Revista PODIUM, May-August 2019; 14(2): 129-132

 

Translated from the original in spanish

 

Sport hunting in Cuba on the road to sustainability

 

La caza deportiva en Cuba en el camino hacia su sostenibilidad

 

Luis Alberto Cuesta Martínez

Universidad de Pinar del Río, "Hermanos Saíz Montes de Oca", Facultad de Cultura Física "Nancy Uranga Romagoza". E-mail: luis.cuesta@upr.edu.cu


Hunting is an activity with strong cultural roots that has been practiced uninterruptedly since the dawn of humanity. This constitutes a form of exploitation of fauna as a renewable natural resource very widespread in the world, either as a source of food, especially traditionally, or in less developed countries, or as a leisure activity. Arroyo and others, (2013).

Nowadays, in the most developed countries, hunting is consolidated as a recreational-sports practice, with an important economic and social component. Although the sporting approach could be justified from the moment in which competitions are maintained and federations exist, in reality it is a merely recreational activity; those who practice it do it for fun and it is linked to a use regulated by specific rules, related to the hunt itself and to the conservation of nature.

The sustainability of hunting today is a concern in many parts of the world, the subject is very controversial, has led to a clear polarization against or in favor of it. Chamizo, (2004).

According to the European Charter on Hunting and Biodiversity, sustainable hunting is defined as:

"the use of wild game species and their habitats in a way and at a rate that does not lead to the long-term decline of biological diversity or hinder its restoration. Such use maintains the potential of biological diversity to meet the needs and aspirations of present and future generations, as well as the maintenance of hunting as a socially, economically and culturally accepted activity”. Covisa, (2017)

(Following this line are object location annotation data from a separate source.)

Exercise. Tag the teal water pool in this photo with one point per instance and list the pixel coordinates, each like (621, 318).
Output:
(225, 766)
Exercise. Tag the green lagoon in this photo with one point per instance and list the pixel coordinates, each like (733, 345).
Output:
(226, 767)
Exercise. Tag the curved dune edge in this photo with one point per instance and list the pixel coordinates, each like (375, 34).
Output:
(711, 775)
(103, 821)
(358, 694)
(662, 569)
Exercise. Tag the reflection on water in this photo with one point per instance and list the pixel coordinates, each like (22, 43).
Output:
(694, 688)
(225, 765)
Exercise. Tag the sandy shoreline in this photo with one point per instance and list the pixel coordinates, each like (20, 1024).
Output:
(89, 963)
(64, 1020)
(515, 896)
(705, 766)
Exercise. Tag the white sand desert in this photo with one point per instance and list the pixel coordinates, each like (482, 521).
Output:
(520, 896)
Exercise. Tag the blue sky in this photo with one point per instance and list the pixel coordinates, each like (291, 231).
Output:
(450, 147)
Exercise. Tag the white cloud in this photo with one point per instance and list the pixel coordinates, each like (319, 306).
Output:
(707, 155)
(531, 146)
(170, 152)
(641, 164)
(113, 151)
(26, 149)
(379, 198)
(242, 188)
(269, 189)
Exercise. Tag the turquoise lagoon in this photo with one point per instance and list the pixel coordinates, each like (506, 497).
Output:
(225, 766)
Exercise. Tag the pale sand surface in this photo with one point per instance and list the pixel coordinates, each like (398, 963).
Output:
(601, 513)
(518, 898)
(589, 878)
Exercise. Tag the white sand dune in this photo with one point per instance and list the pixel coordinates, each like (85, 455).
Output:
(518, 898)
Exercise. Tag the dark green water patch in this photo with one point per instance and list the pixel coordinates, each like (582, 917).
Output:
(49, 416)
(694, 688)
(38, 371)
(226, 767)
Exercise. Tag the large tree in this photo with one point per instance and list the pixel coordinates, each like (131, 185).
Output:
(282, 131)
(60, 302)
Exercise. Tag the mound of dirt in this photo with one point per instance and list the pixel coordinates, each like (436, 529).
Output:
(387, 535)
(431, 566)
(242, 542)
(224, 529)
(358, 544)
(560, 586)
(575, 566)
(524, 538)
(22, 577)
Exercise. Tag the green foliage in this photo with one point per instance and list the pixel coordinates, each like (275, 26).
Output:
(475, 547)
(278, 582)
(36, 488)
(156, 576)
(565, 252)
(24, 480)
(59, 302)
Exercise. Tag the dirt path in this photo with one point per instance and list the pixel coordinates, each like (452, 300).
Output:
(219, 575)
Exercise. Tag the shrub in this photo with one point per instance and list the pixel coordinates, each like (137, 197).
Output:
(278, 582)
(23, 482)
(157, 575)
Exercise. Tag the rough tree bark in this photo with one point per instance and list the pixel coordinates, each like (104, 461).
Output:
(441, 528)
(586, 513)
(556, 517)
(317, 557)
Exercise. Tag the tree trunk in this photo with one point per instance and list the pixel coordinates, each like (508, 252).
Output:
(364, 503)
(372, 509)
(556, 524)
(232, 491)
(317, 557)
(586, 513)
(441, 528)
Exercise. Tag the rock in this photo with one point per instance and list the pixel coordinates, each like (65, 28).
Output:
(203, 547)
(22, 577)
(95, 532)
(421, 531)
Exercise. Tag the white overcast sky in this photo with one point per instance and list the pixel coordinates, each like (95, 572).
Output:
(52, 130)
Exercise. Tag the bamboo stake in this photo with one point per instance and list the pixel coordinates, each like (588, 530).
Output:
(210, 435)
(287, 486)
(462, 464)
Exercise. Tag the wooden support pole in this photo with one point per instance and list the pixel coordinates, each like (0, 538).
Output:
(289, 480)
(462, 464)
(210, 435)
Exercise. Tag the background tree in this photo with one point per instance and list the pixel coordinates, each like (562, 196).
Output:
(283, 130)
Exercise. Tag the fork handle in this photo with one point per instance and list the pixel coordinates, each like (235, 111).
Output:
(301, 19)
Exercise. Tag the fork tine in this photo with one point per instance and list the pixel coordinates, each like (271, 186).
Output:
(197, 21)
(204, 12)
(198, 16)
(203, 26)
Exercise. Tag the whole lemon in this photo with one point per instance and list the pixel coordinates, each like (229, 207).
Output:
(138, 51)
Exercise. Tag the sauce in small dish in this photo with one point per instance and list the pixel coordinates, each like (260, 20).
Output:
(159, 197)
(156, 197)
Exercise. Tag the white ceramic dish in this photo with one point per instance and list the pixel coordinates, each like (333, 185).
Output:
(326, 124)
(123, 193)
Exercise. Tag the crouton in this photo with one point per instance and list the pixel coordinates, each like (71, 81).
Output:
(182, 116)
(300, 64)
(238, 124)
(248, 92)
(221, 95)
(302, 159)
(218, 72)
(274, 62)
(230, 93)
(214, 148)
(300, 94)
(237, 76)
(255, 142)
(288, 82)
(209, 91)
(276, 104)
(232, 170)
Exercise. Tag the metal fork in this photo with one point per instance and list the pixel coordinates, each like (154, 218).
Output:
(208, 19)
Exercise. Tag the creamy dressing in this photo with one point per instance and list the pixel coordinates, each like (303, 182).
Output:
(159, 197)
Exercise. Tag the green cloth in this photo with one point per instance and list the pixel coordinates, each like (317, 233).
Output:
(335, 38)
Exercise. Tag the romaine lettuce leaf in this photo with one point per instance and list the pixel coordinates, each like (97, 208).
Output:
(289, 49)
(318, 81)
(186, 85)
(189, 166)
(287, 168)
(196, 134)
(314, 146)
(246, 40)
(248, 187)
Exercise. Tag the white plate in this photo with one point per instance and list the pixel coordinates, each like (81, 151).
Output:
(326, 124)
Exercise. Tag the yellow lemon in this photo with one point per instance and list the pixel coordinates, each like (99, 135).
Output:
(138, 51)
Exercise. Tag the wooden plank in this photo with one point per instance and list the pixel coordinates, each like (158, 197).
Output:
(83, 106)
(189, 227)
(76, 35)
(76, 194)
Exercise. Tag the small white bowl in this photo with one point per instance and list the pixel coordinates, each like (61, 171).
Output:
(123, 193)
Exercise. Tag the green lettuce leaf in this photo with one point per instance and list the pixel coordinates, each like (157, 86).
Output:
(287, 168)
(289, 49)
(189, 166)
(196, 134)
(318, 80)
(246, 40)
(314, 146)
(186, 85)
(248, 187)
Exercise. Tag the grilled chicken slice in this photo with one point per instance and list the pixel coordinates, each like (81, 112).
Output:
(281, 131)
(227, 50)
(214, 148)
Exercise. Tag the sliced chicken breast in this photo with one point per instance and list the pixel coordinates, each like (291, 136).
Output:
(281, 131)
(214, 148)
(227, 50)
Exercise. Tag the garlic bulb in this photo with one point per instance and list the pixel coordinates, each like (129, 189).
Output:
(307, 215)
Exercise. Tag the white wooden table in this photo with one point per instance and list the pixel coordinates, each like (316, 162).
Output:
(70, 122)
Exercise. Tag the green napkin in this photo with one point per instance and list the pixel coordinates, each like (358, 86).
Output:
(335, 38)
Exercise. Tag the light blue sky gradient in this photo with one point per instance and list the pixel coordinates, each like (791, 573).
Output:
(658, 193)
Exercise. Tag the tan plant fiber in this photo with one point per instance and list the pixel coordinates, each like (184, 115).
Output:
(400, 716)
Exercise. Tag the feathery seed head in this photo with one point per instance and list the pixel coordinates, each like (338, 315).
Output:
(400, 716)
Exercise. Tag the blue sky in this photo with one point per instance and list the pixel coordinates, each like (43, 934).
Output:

In Cuba, as in the rest of the world, the origin of the hunting activity starts from the subsistence hunting carried out by the aborigines who inhabited the island, passing through the hunting for economic purposes carried out by the Spanish colonizers in the early times of their arrival, becoming one of the main leisure activities in contact with the wild environment, practiced by the social classes that dominated the country before the triumph of the revolution on January 1, 1959. In the present, it emerges as an important sports-recreational activity of deep popular tradition. Chamizo, (2004)

In the country, the independent hunting of coexistence with its different modalities is contemplated as sport and recreational activity, inserted within the National Direction of Recreation of the National Institute of Sports, Physical Education and Recreation (INDER), as one of the programs that this one develops through its levels of province and municipality. The lovers and practitioners of this activity are grouped in the Cuban Federation of Sport Hunting (FCCD), created in 1980 by Resolution 291 of January 17 of that year, having INDER as its organ of relations, being the highest responsible for organizing this activity in the nation, the Ministry of Agriculture (MINAGRI).

The FCCD currently has a structure made up of a national executive with four work regions, 16 provincial branches and 164 municipal branches representing all the country's provinces and municipalities, including the special municipality of Isla de la Juventud, which has a total of 40025 members.

At present this association, headed by its current executive, chaired by the master Jorge Jesús Peña Borges, has focused its efforts and work on meeting the work objectives, which are contained in the renewed statutes of this federation. These objectives are specified in article number 6 of the aforementioned statutes, which highlights the purpose of contributing actively to the protection of flora, fauna and the environment in accordance with current legislation.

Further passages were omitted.